Sovereign debt restructuring could punch holes in eurozone state budgets following the bail-out of Ireland last week, spreading contagion across Europe.

Eurozone governments are protecting their budgets by not directly lending new money to troubled countries, such as Ireland.

Instead, they are guaranteeing loans made to the European Financial Stability Fund (EFSF). The EFSF then lends the borrowed money to bailed out nations. (article continues below)

The German government has lent the EFSF its own debt management office to raise the money. The European Investment Bank is handling the back office administration.

However, if a bailed out government restructures its EFSF debt and only pays back its lenders at a discount, guarantees could force eurozone governments to make up the rest of the repayment.

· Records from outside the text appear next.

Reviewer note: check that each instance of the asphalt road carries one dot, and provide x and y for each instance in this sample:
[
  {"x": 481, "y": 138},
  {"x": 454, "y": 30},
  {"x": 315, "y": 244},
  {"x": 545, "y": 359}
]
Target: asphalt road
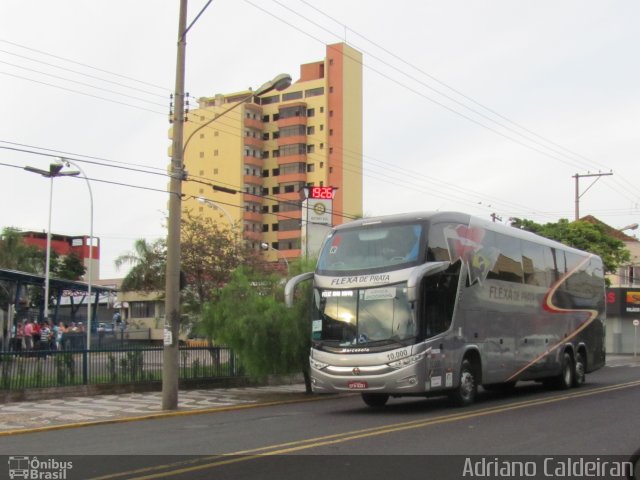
[{"x": 342, "y": 438}]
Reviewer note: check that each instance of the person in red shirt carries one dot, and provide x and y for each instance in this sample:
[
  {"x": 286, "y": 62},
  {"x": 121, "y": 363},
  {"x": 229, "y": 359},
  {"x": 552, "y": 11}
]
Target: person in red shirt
[{"x": 28, "y": 335}]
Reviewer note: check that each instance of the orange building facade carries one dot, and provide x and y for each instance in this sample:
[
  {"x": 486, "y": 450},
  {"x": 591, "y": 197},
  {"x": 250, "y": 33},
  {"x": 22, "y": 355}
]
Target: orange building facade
[{"x": 268, "y": 149}]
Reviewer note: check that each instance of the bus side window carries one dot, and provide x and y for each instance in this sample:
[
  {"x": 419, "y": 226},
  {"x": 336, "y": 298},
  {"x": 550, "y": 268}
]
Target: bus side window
[{"x": 439, "y": 296}]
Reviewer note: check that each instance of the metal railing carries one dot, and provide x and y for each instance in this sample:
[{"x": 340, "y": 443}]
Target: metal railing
[{"x": 42, "y": 368}]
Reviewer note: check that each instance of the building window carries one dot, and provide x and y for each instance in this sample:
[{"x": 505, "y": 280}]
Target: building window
[
  {"x": 141, "y": 309},
  {"x": 290, "y": 112},
  {"x": 314, "y": 92},
  {"x": 269, "y": 100},
  {"x": 293, "y": 149},
  {"x": 295, "y": 130},
  {"x": 291, "y": 96}
]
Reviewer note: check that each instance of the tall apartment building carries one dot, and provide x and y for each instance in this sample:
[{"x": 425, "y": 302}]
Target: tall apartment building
[{"x": 270, "y": 147}]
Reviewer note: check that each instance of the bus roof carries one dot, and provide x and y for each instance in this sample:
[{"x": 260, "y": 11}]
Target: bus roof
[{"x": 430, "y": 217}]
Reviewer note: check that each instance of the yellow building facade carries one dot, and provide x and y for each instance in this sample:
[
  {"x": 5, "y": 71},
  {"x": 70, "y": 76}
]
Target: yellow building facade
[{"x": 268, "y": 148}]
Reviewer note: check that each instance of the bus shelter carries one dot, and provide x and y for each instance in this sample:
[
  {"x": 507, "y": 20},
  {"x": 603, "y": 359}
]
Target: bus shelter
[{"x": 18, "y": 288}]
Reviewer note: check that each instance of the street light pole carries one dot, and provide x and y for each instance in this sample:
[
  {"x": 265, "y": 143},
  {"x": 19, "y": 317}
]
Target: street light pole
[
  {"x": 170, "y": 362},
  {"x": 90, "y": 267},
  {"x": 54, "y": 171}
]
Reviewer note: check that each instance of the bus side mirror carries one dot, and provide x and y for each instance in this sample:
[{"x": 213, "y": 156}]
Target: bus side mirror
[
  {"x": 413, "y": 284},
  {"x": 290, "y": 287}
]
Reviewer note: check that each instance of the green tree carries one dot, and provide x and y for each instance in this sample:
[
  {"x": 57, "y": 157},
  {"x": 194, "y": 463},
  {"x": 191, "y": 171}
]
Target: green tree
[
  {"x": 249, "y": 315},
  {"x": 588, "y": 236},
  {"x": 209, "y": 254},
  {"x": 148, "y": 261}
]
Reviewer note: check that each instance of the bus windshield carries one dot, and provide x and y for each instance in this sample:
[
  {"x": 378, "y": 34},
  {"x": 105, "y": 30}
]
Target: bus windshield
[
  {"x": 372, "y": 248},
  {"x": 363, "y": 316}
]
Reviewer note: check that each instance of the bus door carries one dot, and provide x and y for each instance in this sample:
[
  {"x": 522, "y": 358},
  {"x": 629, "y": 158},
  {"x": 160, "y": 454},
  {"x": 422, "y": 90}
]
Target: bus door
[{"x": 439, "y": 294}]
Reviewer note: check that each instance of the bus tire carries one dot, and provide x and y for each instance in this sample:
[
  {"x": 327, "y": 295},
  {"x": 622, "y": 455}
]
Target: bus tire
[
  {"x": 375, "y": 399},
  {"x": 567, "y": 373},
  {"x": 465, "y": 393},
  {"x": 579, "y": 375}
]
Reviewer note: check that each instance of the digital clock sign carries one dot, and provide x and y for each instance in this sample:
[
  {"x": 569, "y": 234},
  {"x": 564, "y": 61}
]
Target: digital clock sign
[{"x": 325, "y": 193}]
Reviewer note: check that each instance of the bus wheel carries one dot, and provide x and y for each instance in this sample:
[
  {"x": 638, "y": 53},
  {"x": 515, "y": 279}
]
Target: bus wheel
[
  {"x": 565, "y": 379},
  {"x": 465, "y": 394},
  {"x": 579, "y": 371},
  {"x": 375, "y": 399}
]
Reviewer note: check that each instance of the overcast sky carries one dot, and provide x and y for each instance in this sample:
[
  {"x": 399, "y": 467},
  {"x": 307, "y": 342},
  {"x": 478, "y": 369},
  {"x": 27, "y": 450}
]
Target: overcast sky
[{"x": 479, "y": 106}]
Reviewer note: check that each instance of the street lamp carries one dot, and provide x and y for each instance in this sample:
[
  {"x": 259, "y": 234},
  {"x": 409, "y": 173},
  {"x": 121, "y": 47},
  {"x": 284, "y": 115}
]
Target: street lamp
[
  {"x": 54, "y": 171},
  {"x": 265, "y": 246},
  {"x": 90, "y": 268},
  {"x": 633, "y": 226}
]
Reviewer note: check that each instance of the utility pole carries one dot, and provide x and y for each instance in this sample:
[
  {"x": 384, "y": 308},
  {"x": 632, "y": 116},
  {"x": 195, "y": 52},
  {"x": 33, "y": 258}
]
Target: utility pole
[
  {"x": 578, "y": 195},
  {"x": 171, "y": 358}
]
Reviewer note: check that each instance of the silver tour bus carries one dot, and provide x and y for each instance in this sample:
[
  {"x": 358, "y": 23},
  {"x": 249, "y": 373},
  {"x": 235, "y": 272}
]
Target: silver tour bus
[{"x": 440, "y": 303}]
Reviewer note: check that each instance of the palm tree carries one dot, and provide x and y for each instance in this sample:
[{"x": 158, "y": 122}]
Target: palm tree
[{"x": 148, "y": 262}]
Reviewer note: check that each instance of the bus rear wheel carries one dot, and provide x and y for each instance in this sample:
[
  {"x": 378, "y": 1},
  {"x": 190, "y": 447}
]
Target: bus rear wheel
[
  {"x": 567, "y": 373},
  {"x": 375, "y": 399},
  {"x": 579, "y": 375},
  {"x": 465, "y": 394}
]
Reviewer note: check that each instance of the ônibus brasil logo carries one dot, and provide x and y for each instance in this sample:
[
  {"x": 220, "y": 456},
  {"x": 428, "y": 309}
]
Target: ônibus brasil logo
[{"x": 38, "y": 469}]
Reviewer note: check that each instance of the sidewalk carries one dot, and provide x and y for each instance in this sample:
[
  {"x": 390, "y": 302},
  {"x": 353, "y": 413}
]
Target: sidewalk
[{"x": 17, "y": 417}]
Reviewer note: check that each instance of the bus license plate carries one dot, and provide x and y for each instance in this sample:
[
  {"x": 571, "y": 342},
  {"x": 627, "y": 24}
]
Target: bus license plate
[{"x": 357, "y": 385}]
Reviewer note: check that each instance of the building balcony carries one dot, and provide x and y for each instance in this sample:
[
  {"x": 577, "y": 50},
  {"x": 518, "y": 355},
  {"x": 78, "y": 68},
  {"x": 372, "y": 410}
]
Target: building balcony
[
  {"x": 291, "y": 254},
  {"x": 253, "y": 216},
  {"x": 252, "y": 180},
  {"x": 292, "y": 177},
  {"x": 254, "y": 161},
  {"x": 254, "y": 142},
  {"x": 256, "y": 124},
  {"x": 292, "y": 139},
  {"x": 289, "y": 197},
  {"x": 250, "y": 197},
  {"x": 288, "y": 234},
  {"x": 291, "y": 121},
  {"x": 256, "y": 236},
  {"x": 299, "y": 158},
  {"x": 291, "y": 214}
]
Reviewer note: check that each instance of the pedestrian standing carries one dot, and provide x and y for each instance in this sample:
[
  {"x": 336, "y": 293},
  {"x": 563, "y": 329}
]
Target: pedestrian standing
[{"x": 28, "y": 335}]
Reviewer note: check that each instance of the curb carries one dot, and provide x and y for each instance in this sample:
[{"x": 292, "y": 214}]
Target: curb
[{"x": 166, "y": 414}]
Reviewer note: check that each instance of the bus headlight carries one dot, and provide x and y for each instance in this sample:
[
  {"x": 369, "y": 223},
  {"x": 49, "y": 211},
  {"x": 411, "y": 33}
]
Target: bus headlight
[
  {"x": 406, "y": 361},
  {"x": 316, "y": 364}
]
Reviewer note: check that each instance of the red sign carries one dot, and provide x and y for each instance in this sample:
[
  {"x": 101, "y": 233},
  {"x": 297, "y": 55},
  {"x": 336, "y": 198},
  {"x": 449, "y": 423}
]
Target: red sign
[{"x": 325, "y": 193}]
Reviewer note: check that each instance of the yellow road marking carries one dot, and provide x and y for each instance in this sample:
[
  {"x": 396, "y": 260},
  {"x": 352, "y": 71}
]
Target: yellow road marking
[{"x": 310, "y": 443}]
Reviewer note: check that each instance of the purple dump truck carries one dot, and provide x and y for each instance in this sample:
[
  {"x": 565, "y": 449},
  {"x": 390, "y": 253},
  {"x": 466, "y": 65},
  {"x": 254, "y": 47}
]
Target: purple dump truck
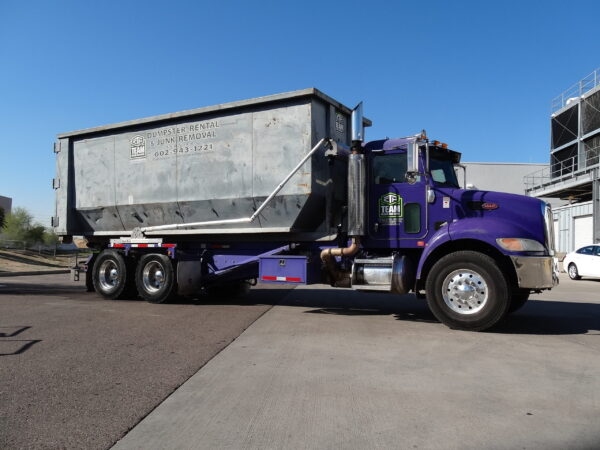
[{"x": 284, "y": 189}]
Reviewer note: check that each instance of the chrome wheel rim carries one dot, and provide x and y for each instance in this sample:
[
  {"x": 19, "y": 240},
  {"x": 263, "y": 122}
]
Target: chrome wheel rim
[
  {"x": 465, "y": 292},
  {"x": 108, "y": 275},
  {"x": 153, "y": 277}
]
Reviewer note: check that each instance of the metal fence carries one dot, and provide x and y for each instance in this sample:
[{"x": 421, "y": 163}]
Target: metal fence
[
  {"x": 561, "y": 170},
  {"x": 577, "y": 90}
]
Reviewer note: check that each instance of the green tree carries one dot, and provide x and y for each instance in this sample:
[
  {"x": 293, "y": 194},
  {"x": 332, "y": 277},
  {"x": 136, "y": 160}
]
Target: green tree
[
  {"x": 19, "y": 226},
  {"x": 16, "y": 224}
]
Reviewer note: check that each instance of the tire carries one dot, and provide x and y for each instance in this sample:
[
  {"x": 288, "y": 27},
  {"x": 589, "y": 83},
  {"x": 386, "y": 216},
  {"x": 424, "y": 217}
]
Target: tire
[
  {"x": 111, "y": 275},
  {"x": 466, "y": 290},
  {"x": 573, "y": 272},
  {"x": 518, "y": 300},
  {"x": 155, "y": 278}
]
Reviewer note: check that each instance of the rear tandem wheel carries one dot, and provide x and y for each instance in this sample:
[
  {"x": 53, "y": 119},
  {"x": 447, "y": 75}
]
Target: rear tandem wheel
[{"x": 466, "y": 290}]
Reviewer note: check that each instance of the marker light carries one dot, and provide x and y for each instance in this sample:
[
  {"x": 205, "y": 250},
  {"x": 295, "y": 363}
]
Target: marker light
[{"x": 520, "y": 245}]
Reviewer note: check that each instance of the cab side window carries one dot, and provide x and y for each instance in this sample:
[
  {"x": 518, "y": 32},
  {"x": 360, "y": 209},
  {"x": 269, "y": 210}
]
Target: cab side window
[{"x": 390, "y": 168}]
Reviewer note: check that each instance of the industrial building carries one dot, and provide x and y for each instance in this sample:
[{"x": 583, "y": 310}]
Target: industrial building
[{"x": 573, "y": 175}]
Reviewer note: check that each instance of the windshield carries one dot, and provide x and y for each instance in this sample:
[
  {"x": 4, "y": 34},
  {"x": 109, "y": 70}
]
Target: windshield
[{"x": 442, "y": 171}]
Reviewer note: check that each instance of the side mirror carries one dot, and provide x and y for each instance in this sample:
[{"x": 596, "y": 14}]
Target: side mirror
[{"x": 412, "y": 161}]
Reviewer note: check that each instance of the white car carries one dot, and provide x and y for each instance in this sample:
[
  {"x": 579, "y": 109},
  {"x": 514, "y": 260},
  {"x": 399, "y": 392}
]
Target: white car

Anglo Irish Bank, the nationalised Irish institution, has already agreed discounts of 80% with debtholders in swaps announced just before and after the bail-out.

Germany is liable for about 45% of all EFSF repayments. France and Italy, which have large budget deficits, are liable for 20% each.

If troubled states such as Greece, Portugal and Spain do not contribute their share, or 15% in total, the liabilities of other countries will rise.

In Britain, Phil Milburn, a bond fund manager at Aegon Asset Management, has criticised experts who are calling for holders of weaker European Union (EU) government bonds to accept losses to stabilise the nations.

“These professors say bondholders need to take a haircut. That is not how it works. There is a price to everything. The bondholders would just price it out,” he says.

He says the effect of a haircut on Ireland’s ability to maintain financial stability would be catastrophic.

“Punishing bondholders makes things worse, not better. Ireland still has to be able to access the market.”

Milburn adds that a haircut would aim to punish institutional bondholders. But he points out that institutions are running pension and savings money for investors, who would suffer the losses.

Milburn says he is avoiding peripheral EU nations completely in his £291m High Yield Bond fund and the £374m Strategic Bond Fund he co-manages with David Roberts.